Pela maneira como o escritor americano Philip Roth (1933–2018) falou de decadência física e desejo, pela disposição e também pelo interesse que ele demonstrava em escrever sobre desejo, sexo e traição (como em “Deception”), alguém poderia pensar que seus livros dariam um bom filme… francês.
O temas listados no parágrafo anterior nem de longe resumem os tópicos que Roth enfrentou ao longo de mais de 50 anos de carreira e 31 livros. Mas a dificuldade do cinema americano em adaptar seus livros se tornou célebre.
“Deception”
Foi preciso um cineasta francês – Arnaud Desplechin – e um elenco só de atrizes e atores franceses para fazer uma adaptação de “Tromperie”, baseado no livro que, no Brasil, saiu com o título “Mentiras”. Se o filme não for excelente, é ao menos uma boa tentativa de traduzir para o cinema o clima muito próprio dos livros de Roth.
O filme está em cartaz na MUBI com o título em inglês de “Deception” (engano), que é o nome original do livro. Aliás, uma obra que parece pronta para virar um filme, ou uma peça de teatro.
Mentiras
Isso porque “Mentiras” é todo feito de diálogos entre um escritor e sua amante, e entre o mesmo escritor e sua esposa. Mas sem rubricas nem descrições de cena. É uma maneira engenhosa de escrever um livro e também particularmente difícil de traduzir para o português brasileiro. (Na nossa língua, é reconhecida a distância entre a maneira que falamos e a maneira que escrevemos, sobretudo na chamada “norma culta”.)
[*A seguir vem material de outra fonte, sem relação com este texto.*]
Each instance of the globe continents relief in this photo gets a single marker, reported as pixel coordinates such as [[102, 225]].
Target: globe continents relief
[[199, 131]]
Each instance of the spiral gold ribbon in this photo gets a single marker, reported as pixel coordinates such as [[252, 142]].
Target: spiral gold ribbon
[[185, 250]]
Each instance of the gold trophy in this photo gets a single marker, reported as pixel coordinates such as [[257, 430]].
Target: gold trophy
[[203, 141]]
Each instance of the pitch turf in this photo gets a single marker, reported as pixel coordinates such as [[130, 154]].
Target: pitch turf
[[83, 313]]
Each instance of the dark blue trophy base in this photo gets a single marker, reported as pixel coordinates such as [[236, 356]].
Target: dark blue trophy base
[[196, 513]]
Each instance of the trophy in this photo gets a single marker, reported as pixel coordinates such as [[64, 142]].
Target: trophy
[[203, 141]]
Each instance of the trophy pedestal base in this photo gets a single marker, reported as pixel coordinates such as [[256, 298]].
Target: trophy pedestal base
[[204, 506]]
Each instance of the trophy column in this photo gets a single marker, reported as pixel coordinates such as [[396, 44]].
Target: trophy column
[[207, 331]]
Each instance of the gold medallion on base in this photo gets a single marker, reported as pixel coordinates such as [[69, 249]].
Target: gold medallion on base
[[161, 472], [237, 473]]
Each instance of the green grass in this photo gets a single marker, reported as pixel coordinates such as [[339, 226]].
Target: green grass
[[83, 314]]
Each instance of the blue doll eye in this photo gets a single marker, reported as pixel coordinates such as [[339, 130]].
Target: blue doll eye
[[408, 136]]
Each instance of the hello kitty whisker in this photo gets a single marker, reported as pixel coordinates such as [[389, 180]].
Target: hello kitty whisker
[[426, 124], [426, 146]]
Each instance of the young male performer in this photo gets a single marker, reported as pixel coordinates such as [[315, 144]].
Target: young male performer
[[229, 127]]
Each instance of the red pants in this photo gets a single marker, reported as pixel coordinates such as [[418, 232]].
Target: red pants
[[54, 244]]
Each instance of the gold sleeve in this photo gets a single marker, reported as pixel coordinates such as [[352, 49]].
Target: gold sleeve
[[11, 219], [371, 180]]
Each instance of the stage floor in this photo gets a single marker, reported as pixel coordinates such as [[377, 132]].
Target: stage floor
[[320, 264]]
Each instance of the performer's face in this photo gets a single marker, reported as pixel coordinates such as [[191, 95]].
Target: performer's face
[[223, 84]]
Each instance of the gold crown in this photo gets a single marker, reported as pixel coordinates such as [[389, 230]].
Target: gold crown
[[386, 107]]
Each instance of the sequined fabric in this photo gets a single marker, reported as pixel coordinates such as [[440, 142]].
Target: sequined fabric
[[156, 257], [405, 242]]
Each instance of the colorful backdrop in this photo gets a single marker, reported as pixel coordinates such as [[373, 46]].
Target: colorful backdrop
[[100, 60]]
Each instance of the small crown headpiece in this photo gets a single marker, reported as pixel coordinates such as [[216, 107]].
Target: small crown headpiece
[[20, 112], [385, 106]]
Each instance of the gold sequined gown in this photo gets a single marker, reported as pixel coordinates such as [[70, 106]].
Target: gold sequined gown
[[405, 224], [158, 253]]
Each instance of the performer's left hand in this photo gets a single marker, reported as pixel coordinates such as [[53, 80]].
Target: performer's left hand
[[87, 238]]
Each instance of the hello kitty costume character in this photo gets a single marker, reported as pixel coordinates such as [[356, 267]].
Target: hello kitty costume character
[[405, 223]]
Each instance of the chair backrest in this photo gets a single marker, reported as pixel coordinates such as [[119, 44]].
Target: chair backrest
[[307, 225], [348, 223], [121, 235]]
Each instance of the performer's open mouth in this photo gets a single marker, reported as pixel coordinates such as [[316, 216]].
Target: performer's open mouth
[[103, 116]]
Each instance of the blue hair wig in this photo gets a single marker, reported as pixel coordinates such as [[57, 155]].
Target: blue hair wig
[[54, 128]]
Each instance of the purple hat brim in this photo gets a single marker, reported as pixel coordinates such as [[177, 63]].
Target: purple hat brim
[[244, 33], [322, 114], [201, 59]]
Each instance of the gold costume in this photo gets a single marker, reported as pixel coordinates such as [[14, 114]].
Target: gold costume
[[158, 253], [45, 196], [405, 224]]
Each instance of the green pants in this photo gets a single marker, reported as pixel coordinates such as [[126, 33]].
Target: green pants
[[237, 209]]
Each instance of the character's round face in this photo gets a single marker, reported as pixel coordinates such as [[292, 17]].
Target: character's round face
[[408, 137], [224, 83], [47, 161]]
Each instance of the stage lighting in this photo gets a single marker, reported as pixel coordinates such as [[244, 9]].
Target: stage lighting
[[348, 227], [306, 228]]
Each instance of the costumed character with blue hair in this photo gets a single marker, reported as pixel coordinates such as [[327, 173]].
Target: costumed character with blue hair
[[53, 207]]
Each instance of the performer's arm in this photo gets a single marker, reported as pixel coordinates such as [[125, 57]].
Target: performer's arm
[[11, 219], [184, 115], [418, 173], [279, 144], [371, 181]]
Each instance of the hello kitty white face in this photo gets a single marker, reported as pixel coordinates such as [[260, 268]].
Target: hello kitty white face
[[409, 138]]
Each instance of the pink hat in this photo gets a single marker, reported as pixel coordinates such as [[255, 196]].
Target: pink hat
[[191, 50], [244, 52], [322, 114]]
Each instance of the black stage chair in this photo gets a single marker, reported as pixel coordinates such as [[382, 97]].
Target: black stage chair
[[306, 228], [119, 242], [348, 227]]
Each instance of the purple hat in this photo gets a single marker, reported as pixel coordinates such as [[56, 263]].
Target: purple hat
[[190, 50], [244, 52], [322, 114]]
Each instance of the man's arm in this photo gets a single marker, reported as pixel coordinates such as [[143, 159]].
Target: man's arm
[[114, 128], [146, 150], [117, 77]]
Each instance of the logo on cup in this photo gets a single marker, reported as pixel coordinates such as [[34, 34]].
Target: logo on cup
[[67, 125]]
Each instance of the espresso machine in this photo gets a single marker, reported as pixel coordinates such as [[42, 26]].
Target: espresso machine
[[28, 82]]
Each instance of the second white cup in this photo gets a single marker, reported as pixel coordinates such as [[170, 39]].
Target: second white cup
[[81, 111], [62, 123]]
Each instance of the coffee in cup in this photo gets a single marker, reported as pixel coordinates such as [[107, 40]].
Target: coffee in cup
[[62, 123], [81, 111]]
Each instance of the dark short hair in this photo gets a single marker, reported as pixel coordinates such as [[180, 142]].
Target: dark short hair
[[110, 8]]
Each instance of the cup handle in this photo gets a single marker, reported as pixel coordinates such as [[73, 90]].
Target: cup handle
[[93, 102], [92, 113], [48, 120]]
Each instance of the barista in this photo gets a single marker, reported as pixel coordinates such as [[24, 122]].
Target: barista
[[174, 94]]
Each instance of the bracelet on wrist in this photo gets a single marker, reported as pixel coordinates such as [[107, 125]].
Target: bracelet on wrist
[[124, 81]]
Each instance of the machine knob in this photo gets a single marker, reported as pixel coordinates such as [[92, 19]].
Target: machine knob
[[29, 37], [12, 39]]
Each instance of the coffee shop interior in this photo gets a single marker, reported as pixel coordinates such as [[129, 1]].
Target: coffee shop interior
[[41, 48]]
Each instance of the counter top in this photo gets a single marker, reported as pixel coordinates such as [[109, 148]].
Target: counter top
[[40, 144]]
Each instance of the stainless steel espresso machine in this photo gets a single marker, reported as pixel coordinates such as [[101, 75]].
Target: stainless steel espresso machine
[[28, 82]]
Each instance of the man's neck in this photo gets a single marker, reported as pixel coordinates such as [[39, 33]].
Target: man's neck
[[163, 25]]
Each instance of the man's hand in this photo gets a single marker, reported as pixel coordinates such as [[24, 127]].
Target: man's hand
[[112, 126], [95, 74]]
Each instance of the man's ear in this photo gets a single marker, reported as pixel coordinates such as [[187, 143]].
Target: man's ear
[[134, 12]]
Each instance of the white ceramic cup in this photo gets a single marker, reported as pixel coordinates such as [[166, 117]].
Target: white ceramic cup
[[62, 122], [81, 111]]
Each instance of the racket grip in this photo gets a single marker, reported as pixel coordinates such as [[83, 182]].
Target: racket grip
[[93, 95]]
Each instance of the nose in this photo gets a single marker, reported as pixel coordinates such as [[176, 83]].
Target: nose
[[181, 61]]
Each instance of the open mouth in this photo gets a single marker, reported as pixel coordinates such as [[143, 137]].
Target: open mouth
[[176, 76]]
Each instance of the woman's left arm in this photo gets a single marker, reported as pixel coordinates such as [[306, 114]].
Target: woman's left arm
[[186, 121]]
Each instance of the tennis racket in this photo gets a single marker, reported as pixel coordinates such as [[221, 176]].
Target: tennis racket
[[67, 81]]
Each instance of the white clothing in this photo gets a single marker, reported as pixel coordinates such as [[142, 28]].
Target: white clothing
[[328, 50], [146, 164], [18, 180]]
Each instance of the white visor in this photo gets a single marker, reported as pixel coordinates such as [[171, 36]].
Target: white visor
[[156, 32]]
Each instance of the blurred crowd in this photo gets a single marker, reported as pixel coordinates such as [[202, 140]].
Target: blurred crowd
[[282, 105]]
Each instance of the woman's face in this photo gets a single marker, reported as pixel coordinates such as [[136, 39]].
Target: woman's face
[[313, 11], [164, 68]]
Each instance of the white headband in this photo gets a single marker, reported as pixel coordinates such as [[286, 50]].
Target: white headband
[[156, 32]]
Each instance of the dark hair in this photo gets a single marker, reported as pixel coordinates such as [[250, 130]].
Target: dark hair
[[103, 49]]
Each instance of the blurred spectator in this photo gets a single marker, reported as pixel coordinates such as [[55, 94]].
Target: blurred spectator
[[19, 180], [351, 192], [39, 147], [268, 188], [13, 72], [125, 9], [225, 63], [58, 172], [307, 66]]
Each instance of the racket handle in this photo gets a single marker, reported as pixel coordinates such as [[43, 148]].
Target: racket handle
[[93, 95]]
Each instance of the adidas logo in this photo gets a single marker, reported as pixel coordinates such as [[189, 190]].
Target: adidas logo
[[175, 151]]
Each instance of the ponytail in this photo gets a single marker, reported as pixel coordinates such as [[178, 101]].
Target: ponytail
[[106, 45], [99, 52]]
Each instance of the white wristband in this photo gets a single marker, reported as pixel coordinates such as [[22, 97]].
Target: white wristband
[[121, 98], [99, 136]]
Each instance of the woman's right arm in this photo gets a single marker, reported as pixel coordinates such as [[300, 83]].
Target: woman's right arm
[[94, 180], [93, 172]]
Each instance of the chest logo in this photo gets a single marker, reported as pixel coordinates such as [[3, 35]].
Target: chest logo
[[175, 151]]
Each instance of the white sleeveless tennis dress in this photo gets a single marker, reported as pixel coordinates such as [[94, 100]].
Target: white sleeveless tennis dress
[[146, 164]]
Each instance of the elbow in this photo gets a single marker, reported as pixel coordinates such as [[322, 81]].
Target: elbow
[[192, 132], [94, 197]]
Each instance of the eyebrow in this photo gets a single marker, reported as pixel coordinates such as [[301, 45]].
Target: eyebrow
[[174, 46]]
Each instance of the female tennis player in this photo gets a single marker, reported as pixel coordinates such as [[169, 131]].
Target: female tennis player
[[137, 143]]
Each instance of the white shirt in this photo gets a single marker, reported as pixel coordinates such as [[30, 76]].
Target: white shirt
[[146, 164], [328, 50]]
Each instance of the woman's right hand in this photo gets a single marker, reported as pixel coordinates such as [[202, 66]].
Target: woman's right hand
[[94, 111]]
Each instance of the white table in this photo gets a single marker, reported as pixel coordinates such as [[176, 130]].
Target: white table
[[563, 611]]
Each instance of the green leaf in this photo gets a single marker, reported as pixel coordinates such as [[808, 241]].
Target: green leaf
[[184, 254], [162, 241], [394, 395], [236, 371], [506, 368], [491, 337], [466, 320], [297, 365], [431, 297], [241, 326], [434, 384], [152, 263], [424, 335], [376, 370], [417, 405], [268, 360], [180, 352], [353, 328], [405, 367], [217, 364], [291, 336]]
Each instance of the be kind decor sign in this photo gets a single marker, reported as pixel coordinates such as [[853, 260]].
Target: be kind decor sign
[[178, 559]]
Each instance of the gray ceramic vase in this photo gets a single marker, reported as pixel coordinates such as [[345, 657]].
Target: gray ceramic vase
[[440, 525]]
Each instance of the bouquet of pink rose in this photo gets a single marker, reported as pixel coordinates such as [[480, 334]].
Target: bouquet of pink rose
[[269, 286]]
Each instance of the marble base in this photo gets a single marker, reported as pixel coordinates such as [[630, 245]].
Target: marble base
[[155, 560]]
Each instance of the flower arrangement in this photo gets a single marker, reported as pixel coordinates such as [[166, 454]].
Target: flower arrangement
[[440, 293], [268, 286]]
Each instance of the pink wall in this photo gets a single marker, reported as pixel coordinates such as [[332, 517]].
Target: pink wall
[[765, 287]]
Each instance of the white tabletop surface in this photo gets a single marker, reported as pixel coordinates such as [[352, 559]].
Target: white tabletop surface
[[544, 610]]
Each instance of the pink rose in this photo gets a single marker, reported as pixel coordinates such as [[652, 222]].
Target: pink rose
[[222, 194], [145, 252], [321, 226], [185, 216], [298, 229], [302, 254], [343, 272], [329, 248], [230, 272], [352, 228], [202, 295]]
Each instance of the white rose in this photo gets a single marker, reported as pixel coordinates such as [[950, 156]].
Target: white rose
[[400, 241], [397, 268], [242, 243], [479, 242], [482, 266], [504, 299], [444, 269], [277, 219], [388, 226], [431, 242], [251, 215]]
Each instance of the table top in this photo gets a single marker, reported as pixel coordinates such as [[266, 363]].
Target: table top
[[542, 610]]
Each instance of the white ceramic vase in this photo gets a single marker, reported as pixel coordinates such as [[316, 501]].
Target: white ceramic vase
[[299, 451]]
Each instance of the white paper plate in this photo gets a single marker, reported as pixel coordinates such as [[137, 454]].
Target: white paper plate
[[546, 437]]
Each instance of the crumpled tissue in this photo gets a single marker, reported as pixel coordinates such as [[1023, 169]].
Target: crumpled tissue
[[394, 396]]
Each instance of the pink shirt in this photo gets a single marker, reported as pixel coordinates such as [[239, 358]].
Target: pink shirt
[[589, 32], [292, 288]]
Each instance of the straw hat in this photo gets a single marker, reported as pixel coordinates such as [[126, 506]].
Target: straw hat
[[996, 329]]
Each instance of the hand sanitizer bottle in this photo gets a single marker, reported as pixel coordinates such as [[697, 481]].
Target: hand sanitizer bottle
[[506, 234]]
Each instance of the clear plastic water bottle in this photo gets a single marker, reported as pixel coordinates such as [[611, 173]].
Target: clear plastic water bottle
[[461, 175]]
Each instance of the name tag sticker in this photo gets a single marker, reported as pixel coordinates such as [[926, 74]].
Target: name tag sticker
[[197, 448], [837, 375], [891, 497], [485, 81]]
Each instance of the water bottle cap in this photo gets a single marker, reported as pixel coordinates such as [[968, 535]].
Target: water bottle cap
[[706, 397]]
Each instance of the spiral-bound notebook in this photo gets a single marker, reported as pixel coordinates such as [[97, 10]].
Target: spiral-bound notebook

No filme, Desplechin entrou na brincadeira de Roth e, em vez de tentar criar uma linearidade bonitinha para a história, optou por criar cenas curtas que têm a ver umas com as outras, mas cuja relação não fica evidente logo de cara. À medida que os personagens vão conversando, você descobre que se passou bastante tempo entre uma cena e outra, ou entende em que pé está a relação entre as pessoas em cena.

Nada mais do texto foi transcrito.